Let's start with the judges, since their story is slightly older news:
Twenty-nine Wisconsin circuit court judges were among the thousands to sign recall petitions against Gov. Scott Walker, a Gannett Wisconsin Media analysis has found. Dane County Judge David Flanagan drew scrutiny after issuing a temporary restraining order March 6 against a Walker-backed voter ID law without disclosing his support of the recall, but the analysis shows that judges in 15 other counties also signed petitions, including Door County Circuit Judge D. Todd Ehlers. Walker supporters were outraged that Flanagan did not disclose his apparent conflict and filed ethics complaints against the judge. However, judges who signed the petition and agreed to interviews defended their decision as constitutionally protected and not explicitly banned by the Wisconsin Code of Judicial Conduct.
One judge tried to make the argument that his action was non-partisan. Again, this man is a judge:
“I wasn’t advocating for any political party,” said County Judge Mark Warpinski. “I was advocating for the recall process, which I thought was completely separate and apart.”
None of this impressed the editorialists at The Northwestern, who lamented the extreme politicization of Wisconsin's judiciary:
A Gannett Wisconsin Media watchdog journalism report in Sunday's Northwestern found at least 29 circuit court judges in Wisconsin signed recall petitions against Republican Gov.
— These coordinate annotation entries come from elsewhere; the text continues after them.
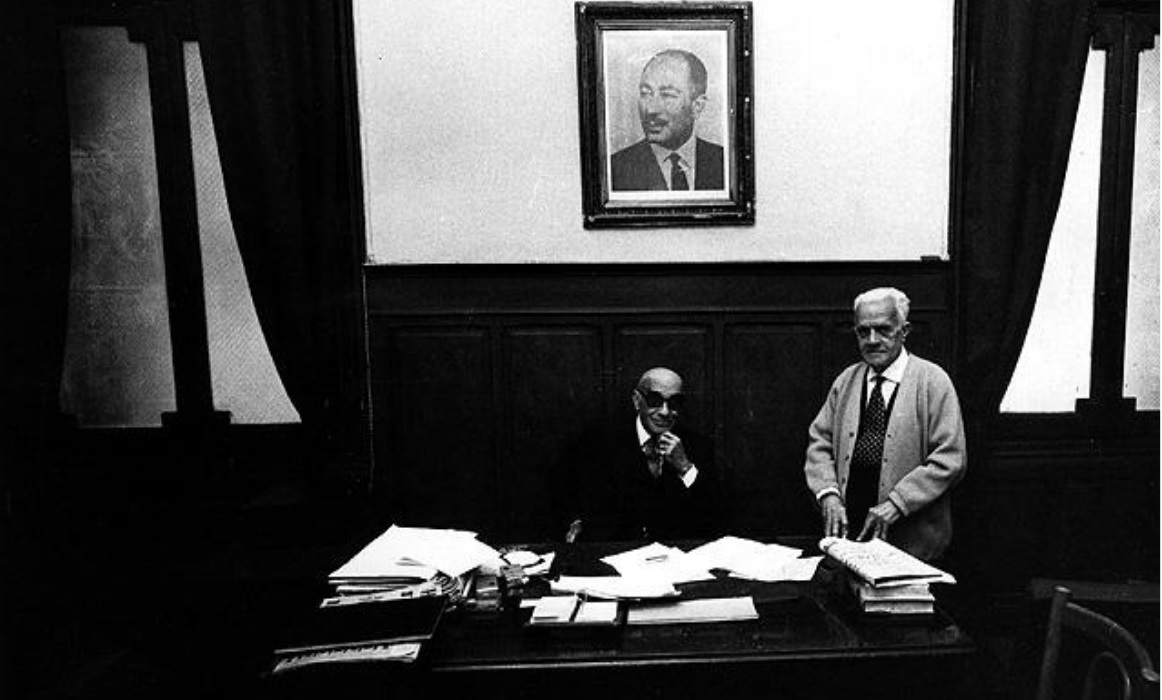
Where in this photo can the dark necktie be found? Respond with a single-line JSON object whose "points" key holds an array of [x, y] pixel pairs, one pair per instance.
{"points": [[863, 490], [676, 175], [653, 457]]}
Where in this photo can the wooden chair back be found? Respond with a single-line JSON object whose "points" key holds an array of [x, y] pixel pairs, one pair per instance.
{"points": [[1121, 668]]}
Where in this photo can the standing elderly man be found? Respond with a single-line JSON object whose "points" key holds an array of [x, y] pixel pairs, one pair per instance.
{"points": [[672, 95], [888, 444], [642, 477]]}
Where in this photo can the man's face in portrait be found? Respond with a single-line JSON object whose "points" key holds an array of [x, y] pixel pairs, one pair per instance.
{"points": [[666, 104], [880, 333]]}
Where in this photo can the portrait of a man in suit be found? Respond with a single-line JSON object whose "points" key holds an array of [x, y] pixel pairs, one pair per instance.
{"points": [[671, 156]]}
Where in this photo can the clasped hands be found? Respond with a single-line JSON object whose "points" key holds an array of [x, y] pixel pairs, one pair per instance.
{"points": [[834, 519]]}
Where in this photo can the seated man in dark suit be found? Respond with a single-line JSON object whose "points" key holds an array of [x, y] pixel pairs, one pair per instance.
{"points": [[672, 95], [640, 477]]}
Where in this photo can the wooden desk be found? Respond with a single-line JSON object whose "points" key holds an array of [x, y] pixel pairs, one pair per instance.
{"points": [[805, 643]]}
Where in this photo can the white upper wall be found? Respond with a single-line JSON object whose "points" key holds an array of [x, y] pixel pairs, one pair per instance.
{"points": [[471, 144]]}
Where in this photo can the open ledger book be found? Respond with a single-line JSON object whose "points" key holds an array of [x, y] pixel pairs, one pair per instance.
{"points": [[881, 564]]}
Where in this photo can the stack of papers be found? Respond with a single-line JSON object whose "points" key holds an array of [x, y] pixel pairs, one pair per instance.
{"points": [[659, 562], [413, 562], [750, 559]]}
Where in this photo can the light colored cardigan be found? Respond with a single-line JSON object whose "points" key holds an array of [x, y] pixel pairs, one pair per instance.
{"points": [[924, 454]]}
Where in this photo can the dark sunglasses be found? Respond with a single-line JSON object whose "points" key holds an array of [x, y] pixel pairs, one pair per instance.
{"points": [[655, 400]]}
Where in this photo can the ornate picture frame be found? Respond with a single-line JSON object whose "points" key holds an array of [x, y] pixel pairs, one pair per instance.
{"points": [[666, 114]]}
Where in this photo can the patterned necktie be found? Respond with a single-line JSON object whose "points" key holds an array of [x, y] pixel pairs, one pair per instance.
{"points": [[863, 490], [653, 457], [676, 175]]}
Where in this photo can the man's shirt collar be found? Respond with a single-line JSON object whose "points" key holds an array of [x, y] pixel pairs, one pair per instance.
{"points": [[895, 371], [643, 434], [687, 152]]}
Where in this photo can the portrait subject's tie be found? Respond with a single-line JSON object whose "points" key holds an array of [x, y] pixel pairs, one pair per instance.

Scott Walker. Although they may have not violated the letter of Wisconsin's code of judicial conduct, the judges certainly violated its spirit. The recall signatures are another troubling sign of the politicization of the judiciary that threatens to undermine basic trust and confidence in judicial branch, from the stately Supreme Court chambers in Madison to the circuit court level where justice is handed out in 72 counties across the Wisconsin. The shocking break down in civility and malaise at the Supreme Court may be spreading throughout the system when judges think signing a recall petition is wise, prudent or nonpolitical.
The Gannett news group's Wisconsin investigative team broke this story -- and kudos to them -- but perhaps they should have started with a little internal policing of their "journalistic" brethren:
Twenty-five journalists with the Gannett media group in Wisconsin signed a petition calling for the recall of Republican Gov. Scott Walker, according to a Green Bay newspaper where some of those journalists work. Kevin Corrado, publisher of the Green Bay Press-Gazette, disclosed the actions of Gannett Wisconsin Media employees in a recent column and said they are facing disciplinary action. "It was wrong, and those who signed the petition were in breach of Gannett's principles of ethical conduct," Corrado wrote.
Judges and journalists are supposed to be society's referees. In Wisconsin, they've been trading in their black robes and press credentials for blue pom-poms. The recall election, meanwhile, is expected to take place in early June. Public support for ousting Walker has slackened considerably as the governor's controversial budget fixes have begun working as promised. I'll leave you with a clip that made the rounds last week, but didn't quite justify a separate post in my estimation. What you'll see is some disgruntled union types singing anti-Walker slogans from Big Labor hymnals, only to be drowned out by chants of "stand with Wal-ker!" from a sizable group of high school students who happened to be visiting the State Capitol:
This prompted union members to place "menacing" phone calls to the school the following day:
“Friday morning, we had a couple of nasty phone calls all of a sudden,” said Jim Pingel, Lutheran’s executive director. “People identified themselves as union leaders, protesters. They were passive-aggressive, menacing.” Liberal activists called the school to complain, and conservative talk radio hosts have spent days discussing the students’ actions.
Remind me: Who were the children in this situation, again?